Saturday, August 6, 2011

Why I Do Not Smile

The man at the back of the bus has a black tattoo on his neck.  I unconsciously try to figure out what the image is as my brain chews on other sensory information.

"Hey!  Smile; you're beautiful" the man calls to me.

I hadn't been aware of doing anything particular with my face, although I suppose he singled me out because I was looking the way of his tattoo.  I did not find his comment creepy.  I can see where I could easily have felt so, but I didn't.  I tried hard not to smile from embarrassment.  To smile when commanded to do so feels insulting somehow.  It feels like giving acknowledgement to the idea that another has power over me, that I didn't agree to give.

However, I did say "thank you" and allowed, not so much a smile as a softening to occur in his general direction.  I didn't want him to have further purpose in engaging me.

What I did find creepy was the man sitting next to him who started to speculate on why I might not be smiling.  I heard as much as "she's just pretending to be living with some guy" before I forcibly excluded their conversation from my ears by focusing on the hum of the bus.

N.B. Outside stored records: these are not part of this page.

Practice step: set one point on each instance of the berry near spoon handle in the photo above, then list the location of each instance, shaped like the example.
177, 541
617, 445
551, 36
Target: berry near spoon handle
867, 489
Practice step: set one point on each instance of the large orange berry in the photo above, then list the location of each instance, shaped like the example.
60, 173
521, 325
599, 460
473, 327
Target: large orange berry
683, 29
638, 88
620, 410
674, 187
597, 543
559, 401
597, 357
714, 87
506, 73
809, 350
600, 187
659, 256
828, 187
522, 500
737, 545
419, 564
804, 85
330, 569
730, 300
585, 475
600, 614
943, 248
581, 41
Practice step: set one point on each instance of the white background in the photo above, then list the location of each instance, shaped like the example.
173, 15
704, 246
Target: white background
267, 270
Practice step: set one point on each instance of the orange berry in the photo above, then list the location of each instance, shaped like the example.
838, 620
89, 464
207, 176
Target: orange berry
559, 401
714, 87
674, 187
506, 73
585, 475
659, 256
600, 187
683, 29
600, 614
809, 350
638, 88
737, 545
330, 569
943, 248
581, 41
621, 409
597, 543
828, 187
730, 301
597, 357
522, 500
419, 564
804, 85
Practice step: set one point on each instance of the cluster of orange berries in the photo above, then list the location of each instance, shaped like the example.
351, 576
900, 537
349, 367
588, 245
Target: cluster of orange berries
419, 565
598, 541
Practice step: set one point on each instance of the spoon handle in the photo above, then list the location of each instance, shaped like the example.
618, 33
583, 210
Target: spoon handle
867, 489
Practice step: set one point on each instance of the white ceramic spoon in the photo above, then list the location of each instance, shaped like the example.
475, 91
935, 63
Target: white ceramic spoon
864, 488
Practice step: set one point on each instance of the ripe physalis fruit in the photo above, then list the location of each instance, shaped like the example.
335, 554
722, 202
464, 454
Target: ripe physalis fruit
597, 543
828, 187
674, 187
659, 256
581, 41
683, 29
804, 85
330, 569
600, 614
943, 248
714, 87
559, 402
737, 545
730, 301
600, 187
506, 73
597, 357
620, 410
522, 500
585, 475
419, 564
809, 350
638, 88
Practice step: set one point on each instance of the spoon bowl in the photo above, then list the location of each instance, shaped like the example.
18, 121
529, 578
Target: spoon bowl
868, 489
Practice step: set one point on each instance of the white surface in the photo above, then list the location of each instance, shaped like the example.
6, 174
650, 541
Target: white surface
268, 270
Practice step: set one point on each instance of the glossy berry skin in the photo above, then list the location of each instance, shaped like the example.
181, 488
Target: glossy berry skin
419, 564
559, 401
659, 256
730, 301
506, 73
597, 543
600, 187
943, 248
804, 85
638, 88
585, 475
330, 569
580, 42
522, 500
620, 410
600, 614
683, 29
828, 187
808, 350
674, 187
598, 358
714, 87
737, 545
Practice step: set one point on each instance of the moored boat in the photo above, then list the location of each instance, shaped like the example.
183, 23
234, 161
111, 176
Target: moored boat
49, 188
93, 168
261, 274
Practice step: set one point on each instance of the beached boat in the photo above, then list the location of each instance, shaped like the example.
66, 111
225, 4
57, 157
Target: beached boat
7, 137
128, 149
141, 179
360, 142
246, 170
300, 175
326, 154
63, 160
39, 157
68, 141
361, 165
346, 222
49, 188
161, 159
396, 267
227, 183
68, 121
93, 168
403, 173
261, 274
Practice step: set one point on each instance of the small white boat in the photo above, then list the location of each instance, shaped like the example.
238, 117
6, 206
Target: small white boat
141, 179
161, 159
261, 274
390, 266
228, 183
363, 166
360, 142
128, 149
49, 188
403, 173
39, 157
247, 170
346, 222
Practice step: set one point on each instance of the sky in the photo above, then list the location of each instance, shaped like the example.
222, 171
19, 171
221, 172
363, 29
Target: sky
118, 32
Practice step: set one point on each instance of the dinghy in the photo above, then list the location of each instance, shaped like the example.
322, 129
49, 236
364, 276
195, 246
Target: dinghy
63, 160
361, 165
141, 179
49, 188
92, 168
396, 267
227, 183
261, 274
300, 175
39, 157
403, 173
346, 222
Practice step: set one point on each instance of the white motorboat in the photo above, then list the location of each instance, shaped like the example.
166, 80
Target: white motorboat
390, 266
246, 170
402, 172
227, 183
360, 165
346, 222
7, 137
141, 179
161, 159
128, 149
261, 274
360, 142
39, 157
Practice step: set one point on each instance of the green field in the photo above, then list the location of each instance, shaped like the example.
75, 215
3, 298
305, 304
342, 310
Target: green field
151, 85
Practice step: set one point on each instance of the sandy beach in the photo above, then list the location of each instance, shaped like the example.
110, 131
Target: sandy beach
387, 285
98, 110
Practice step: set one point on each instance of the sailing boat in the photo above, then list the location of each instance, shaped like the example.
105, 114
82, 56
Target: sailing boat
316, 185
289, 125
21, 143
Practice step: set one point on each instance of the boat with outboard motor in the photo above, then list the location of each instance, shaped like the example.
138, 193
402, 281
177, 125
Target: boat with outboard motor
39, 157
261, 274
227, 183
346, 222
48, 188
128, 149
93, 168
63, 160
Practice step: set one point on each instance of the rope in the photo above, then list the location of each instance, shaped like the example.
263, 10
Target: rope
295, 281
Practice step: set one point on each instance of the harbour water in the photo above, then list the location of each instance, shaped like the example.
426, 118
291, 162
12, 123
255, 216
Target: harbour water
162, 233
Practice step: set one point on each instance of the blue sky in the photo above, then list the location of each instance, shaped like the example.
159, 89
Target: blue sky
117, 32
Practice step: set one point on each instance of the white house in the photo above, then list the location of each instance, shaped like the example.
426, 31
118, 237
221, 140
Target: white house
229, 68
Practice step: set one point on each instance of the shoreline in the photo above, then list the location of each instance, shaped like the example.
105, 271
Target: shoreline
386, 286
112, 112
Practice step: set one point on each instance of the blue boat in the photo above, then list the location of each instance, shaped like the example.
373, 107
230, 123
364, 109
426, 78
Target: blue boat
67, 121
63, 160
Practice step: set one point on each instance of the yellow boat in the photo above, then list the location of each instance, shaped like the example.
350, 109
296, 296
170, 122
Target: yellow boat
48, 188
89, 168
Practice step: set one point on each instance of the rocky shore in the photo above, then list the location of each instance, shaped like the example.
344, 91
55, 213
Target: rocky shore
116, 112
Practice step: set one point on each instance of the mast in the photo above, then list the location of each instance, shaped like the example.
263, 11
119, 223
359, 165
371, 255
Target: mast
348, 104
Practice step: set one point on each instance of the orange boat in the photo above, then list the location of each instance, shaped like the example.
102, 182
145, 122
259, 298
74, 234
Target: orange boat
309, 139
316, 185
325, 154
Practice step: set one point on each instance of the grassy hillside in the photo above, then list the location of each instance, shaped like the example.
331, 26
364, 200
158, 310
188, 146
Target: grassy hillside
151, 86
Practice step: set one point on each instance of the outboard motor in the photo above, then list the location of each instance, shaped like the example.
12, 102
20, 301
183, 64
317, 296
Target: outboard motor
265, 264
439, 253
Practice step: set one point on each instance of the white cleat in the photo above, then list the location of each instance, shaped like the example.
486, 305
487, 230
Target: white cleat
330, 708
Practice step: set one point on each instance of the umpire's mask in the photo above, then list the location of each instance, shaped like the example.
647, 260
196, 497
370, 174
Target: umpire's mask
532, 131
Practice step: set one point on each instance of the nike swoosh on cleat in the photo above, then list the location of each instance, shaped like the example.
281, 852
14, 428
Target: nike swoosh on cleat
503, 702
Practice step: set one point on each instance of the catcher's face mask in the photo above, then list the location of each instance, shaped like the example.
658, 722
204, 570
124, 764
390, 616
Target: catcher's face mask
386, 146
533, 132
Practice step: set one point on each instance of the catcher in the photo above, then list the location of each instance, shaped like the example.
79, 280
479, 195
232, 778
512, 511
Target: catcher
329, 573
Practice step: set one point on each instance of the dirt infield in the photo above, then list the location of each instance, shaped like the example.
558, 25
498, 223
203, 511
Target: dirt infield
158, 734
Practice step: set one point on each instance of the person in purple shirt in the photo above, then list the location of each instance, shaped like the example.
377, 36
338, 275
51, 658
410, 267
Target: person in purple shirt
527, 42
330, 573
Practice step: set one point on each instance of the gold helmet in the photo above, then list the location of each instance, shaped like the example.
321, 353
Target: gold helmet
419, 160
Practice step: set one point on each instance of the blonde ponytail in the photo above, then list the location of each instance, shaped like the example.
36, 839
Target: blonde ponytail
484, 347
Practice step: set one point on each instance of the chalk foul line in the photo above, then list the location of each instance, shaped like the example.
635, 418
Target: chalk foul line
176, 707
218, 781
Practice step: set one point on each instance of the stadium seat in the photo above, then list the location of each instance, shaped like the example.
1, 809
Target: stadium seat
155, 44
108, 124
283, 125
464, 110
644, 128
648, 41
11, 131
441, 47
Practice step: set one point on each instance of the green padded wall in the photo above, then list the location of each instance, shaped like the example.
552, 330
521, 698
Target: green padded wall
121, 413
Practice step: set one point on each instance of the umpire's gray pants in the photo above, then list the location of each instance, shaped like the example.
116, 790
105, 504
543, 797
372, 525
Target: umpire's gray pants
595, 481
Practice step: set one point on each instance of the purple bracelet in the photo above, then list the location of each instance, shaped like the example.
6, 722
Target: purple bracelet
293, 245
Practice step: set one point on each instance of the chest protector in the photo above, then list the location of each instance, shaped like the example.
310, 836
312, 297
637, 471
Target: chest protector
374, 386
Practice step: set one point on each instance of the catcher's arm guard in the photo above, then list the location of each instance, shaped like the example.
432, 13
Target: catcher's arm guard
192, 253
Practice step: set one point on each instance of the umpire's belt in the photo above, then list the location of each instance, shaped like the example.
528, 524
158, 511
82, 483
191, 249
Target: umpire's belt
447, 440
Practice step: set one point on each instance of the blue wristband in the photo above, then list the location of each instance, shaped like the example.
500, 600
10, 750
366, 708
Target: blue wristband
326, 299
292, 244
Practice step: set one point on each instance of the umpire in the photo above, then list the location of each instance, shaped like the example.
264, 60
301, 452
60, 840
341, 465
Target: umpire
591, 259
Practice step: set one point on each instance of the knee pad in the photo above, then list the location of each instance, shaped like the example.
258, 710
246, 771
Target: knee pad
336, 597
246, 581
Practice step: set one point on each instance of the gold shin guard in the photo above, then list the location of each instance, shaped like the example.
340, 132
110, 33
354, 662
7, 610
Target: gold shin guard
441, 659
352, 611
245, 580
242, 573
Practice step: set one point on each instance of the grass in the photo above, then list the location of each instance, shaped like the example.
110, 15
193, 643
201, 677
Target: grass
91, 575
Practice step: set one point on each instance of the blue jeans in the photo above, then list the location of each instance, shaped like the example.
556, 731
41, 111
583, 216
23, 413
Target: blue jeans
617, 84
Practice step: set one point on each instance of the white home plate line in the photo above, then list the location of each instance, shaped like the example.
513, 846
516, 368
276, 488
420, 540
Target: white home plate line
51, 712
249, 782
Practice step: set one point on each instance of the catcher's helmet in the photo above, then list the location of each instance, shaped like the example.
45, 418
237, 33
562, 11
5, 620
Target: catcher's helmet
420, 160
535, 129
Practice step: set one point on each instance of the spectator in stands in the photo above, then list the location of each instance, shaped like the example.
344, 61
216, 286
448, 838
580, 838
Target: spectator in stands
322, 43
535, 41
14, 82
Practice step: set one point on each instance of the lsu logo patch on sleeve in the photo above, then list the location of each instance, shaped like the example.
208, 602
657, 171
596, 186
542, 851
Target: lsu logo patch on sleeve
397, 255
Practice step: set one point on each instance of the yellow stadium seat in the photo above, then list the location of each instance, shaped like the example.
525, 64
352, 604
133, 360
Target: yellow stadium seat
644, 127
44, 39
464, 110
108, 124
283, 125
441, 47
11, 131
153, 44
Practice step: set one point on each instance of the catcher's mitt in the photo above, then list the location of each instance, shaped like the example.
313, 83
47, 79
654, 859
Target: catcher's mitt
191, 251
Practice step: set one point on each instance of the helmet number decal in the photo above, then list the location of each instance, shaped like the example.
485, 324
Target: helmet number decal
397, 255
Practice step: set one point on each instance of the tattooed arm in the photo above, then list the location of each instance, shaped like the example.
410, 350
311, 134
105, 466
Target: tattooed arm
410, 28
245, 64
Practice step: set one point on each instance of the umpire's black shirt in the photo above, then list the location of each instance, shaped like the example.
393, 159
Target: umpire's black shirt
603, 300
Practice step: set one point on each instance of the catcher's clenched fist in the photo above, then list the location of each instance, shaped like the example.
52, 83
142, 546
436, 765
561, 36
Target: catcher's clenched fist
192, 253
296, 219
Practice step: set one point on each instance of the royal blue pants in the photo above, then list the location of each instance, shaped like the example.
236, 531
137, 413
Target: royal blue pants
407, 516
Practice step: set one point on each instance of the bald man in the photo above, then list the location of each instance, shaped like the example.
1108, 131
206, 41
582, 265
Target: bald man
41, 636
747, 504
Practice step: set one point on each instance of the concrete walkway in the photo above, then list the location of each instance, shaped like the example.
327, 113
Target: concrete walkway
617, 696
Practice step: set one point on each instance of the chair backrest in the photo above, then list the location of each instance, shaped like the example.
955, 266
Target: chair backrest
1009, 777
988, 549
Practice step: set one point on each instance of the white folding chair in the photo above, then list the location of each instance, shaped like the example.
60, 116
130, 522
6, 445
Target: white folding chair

Why do you need to make up stories about me and why you don't get the response you want from me?  Why must it revolve around a situation that I'm in and not your choice of how to interact with me?  I have answers to these questions; but the answers I can think of make it sad, a sad thing of the world and of you.

1 comment:

  1. I've found that people make up stories all the time: about themselves, others, others and themselves, work, pleasure, the beach, the road, the sky... It's little wonder that it's difficult to get to know someone who is telling stories to hirself almost all the time. Such people (that's 95% of us) tell themselves *so* many stories that they can't find reality without considerable help plus a flashlight.